1/4 cup extra-virgin olive oil
1/2 teaspoon ground coriander
2 teaspoons ground turmeric
1/4 teaspoon freshly ground pepper
1/4 teaspoon salt
1 large clove garlic, minced
1/2 teaspoon crushed red pepper
One 3-pound head of cauliflower, cored and separated into 1-inch florets
1 medium shallot, thinly sliced and separated into rings
4 kumquats, cut in half lengthwise, seeded and sliced
1/4 cup chopped cilantro
Preheat the oven to 400°.
In a small bowl, whisk together the olive oil, spices, salt, garlic and crushed red pepper.

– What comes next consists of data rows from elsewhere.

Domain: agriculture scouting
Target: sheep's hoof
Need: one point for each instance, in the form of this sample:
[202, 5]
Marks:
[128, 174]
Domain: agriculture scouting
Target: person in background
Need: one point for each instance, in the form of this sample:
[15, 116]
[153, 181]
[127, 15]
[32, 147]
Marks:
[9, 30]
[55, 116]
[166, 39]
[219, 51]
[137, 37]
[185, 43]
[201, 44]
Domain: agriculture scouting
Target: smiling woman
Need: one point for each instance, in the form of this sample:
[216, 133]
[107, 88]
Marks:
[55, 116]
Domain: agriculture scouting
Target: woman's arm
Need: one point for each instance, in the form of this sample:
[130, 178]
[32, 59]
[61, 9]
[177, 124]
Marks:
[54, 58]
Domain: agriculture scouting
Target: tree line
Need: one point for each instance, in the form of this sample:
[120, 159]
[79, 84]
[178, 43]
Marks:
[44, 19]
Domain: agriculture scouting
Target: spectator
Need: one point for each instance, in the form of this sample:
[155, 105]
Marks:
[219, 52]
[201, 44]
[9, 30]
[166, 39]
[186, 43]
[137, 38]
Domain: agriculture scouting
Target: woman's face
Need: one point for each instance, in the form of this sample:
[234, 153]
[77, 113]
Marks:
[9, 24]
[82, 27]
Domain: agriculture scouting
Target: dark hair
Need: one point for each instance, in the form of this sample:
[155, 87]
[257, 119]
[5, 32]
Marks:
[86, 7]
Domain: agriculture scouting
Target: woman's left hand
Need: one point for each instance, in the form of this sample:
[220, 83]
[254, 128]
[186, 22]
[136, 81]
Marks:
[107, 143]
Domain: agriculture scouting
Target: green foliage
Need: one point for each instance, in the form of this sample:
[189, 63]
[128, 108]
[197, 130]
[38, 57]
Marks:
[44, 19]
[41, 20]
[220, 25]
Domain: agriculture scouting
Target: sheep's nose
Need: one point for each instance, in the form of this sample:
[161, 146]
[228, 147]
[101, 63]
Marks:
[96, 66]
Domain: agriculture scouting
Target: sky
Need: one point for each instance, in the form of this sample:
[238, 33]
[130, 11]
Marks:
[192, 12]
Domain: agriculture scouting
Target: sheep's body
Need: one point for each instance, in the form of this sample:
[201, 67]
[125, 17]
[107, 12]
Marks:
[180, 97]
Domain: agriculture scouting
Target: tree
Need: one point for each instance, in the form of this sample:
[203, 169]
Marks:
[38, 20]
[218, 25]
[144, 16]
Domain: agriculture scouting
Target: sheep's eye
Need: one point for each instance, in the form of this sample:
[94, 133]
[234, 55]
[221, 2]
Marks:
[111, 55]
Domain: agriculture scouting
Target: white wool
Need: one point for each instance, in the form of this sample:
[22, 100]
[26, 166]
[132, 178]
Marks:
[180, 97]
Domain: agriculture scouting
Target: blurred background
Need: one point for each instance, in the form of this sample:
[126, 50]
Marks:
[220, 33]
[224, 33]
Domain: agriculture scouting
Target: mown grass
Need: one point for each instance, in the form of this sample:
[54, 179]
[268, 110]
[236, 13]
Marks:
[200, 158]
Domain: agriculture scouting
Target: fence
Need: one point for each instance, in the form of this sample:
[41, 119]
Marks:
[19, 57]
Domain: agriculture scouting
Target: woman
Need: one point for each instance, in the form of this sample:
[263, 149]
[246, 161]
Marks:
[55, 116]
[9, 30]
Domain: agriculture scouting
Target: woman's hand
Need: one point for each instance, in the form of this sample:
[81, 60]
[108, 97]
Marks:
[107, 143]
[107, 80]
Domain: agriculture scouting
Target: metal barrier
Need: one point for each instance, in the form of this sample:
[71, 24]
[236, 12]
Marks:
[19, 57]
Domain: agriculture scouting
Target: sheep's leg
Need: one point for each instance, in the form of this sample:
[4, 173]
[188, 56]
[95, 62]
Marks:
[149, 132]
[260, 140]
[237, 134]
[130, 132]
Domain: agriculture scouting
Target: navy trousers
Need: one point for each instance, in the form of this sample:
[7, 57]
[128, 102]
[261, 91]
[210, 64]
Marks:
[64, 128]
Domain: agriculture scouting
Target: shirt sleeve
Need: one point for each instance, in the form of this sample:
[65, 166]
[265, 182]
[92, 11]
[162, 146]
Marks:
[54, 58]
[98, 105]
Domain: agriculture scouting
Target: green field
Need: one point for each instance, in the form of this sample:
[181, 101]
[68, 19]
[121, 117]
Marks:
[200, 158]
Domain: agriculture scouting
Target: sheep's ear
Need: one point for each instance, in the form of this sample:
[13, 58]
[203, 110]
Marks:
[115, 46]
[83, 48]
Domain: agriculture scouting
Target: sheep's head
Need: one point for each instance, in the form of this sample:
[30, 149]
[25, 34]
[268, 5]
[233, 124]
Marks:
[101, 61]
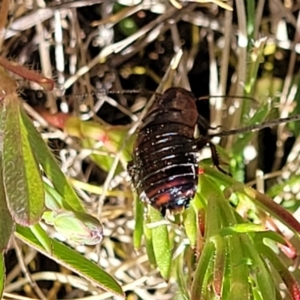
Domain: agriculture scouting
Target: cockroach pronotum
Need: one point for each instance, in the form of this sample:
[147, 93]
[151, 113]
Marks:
[164, 168]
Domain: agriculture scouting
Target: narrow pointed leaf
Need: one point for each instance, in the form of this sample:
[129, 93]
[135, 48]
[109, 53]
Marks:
[7, 225]
[51, 168]
[72, 260]
[21, 174]
[161, 244]
[2, 274]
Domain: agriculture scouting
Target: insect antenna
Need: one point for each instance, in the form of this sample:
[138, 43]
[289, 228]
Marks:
[256, 127]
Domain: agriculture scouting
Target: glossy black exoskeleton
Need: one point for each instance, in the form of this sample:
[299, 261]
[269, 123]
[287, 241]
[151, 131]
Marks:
[164, 168]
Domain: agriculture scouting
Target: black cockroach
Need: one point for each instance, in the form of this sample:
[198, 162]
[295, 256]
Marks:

Place the cauliflower on a large foil-lined rimmed baking sheet. Drizzle the cauliflower with the olive oil mixture and toss to coat. Roast for 20-25 minutes, until the cauliflower is tender. Check and stir after 15 minutes. Scrape the cauliflower into a serving bowl. Add the sliced shallot, kumquats and cilantro and toss well. Can be served hot, warm or room temperature.
February 22, 2011
Aunt Suzy says . . .
After a day and a half of snow, what could be better! This soup has great warming ingredients – the hot peppers of the kimchee and the fresh ginger – along with a wonderful earthiness. It may be the very definition of Umami, the fifth taste. The original recipe called for making the chicken stock with a whole chicken and then using all the meat from the chicken in the soup. I pared back on the chicken to one cup cooked which I think allows for a better balance of all the great flavors in this soup. Indeed, I think that chicken meat is optional given all the other goodies! A Riesling that’s on the sweet side or an Alsace blend is a perfect match for the flavors in this soup.

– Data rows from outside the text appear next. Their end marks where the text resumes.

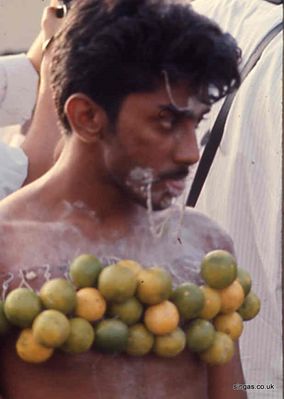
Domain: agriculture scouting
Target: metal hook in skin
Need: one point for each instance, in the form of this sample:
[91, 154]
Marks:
[24, 282]
[5, 285]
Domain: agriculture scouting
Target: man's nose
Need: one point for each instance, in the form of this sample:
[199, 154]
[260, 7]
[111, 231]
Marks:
[186, 148]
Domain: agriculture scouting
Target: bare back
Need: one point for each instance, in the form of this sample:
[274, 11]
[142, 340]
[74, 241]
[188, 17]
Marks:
[34, 245]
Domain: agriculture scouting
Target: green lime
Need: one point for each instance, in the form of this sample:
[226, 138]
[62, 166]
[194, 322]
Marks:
[117, 283]
[51, 328]
[245, 280]
[200, 335]
[189, 299]
[58, 294]
[84, 270]
[111, 336]
[4, 323]
[81, 337]
[250, 306]
[154, 285]
[21, 306]
[170, 345]
[129, 311]
[219, 269]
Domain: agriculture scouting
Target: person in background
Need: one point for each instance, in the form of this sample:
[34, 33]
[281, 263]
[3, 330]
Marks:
[19, 92]
[243, 189]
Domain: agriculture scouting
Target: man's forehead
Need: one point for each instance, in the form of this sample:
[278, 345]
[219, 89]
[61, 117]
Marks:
[191, 104]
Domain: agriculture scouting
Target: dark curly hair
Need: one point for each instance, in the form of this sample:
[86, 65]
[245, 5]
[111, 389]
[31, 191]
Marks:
[111, 48]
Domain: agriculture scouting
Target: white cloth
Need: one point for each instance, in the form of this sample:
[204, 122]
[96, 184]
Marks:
[243, 188]
[13, 169]
[18, 90]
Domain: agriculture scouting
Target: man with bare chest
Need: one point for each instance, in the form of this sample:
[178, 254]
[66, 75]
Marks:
[131, 81]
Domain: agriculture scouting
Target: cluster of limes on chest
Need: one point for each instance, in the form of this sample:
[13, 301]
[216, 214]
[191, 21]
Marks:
[127, 308]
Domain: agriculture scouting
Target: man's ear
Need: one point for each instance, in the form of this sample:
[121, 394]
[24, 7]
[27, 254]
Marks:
[87, 119]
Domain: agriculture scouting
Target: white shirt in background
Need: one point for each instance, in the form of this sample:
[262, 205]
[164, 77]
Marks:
[18, 90]
[243, 188]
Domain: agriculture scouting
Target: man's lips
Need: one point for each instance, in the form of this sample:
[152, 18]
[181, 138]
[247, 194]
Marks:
[175, 186]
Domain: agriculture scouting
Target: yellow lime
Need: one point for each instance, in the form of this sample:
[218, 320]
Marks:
[189, 299]
[162, 318]
[154, 285]
[29, 350]
[81, 336]
[131, 264]
[212, 303]
[219, 268]
[117, 283]
[231, 324]
[111, 336]
[220, 352]
[250, 306]
[4, 323]
[200, 335]
[58, 294]
[84, 270]
[90, 304]
[21, 306]
[51, 328]
[140, 340]
[245, 280]
[171, 344]
[129, 311]
[231, 297]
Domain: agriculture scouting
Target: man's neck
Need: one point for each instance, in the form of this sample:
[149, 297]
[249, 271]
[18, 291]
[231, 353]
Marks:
[77, 178]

- 2 1/2 quarts chicken stock or 8 cups of boxed or canned chicken broth
- 8 ounces udon noodles, broken in half
- 2 tablespoons vegetable oil
- 1/2 pound shiitake mushrooms, thinly sliced
- 1/4 cup peeled fresh ginger, finely julienned
- One 12-ounce block firm silken tofu, cut into 1/2-inch cubes
- 1 cup kimchee, thinly sliced
- 2 tablespoons Asian fish sauce
- ½ to 1 teaspoon Asian sesame oil
- 1 cup cooked chicken, shredded or in 1/2-inch cubes (optional)

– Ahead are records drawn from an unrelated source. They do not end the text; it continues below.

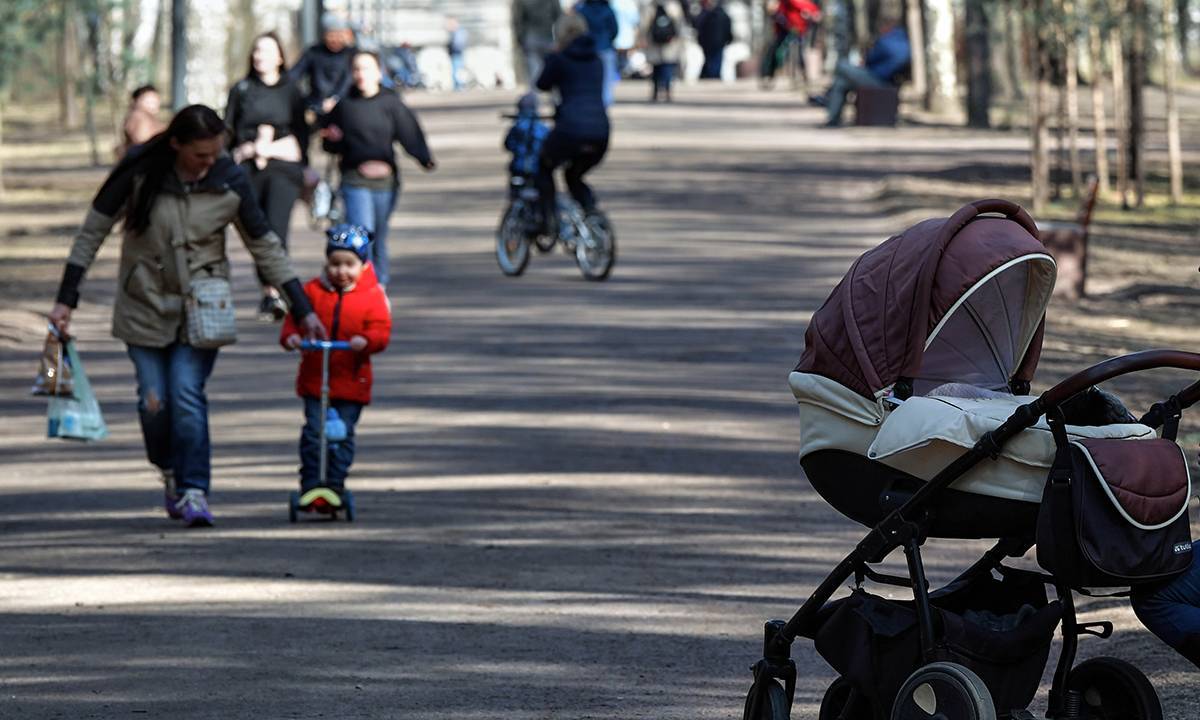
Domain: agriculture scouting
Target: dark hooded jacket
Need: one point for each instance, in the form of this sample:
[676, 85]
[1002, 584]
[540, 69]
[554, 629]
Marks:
[579, 76]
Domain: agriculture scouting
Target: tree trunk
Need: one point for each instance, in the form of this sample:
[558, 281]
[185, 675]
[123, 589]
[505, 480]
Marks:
[1120, 117]
[1170, 63]
[917, 42]
[978, 64]
[943, 88]
[1069, 48]
[1012, 51]
[69, 67]
[1138, 49]
[1098, 118]
[1039, 145]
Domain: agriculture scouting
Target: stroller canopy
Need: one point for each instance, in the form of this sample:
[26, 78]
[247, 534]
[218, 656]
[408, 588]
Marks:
[959, 299]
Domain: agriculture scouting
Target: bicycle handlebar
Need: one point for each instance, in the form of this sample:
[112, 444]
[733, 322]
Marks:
[323, 345]
[1115, 367]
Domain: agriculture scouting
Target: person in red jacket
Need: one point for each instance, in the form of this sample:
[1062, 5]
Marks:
[352, 304]
[791, 21]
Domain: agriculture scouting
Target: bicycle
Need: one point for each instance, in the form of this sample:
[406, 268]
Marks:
[587, 235]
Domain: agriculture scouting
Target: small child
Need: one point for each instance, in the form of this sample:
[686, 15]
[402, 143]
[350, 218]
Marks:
[349, 301]
[525, 141]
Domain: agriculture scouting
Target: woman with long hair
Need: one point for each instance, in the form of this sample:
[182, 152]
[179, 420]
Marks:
[175, 196]
[269, 138]
[363, 129]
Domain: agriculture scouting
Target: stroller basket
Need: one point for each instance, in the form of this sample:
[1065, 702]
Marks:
[999, 628]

Cook the Udon noodles according to package directions. Drain, rinse and set aside. Bring the chicken stock to a boil and simmer uncovered until amount is reduced to 8 cups, about 5-7 minutes. In a Dutch oven, saute the mushrooms in the oil, stirring constantly, over medium-high heat until golden, about 3-4 minutes. Add the 8 cups of chicken stock, scraping the bottom of the pot to loosen any browned bits. Add the ginger, tofu, kimchee, fish sauce and sesame oil. (Start with 1/2 tsp sesame oil and add more to taste.) Simmer for 5 minutes. Add the cooked udon noodles and simmer another 5 minutes or so. Add the chicken, if using, and heat to serving temperature. NOTE: The udon noodles, kimchee, fish sauce and sesame oil can be found at Asian supermarkets, Whole Foods or your local food co-op, if indeed you have local food co-ops.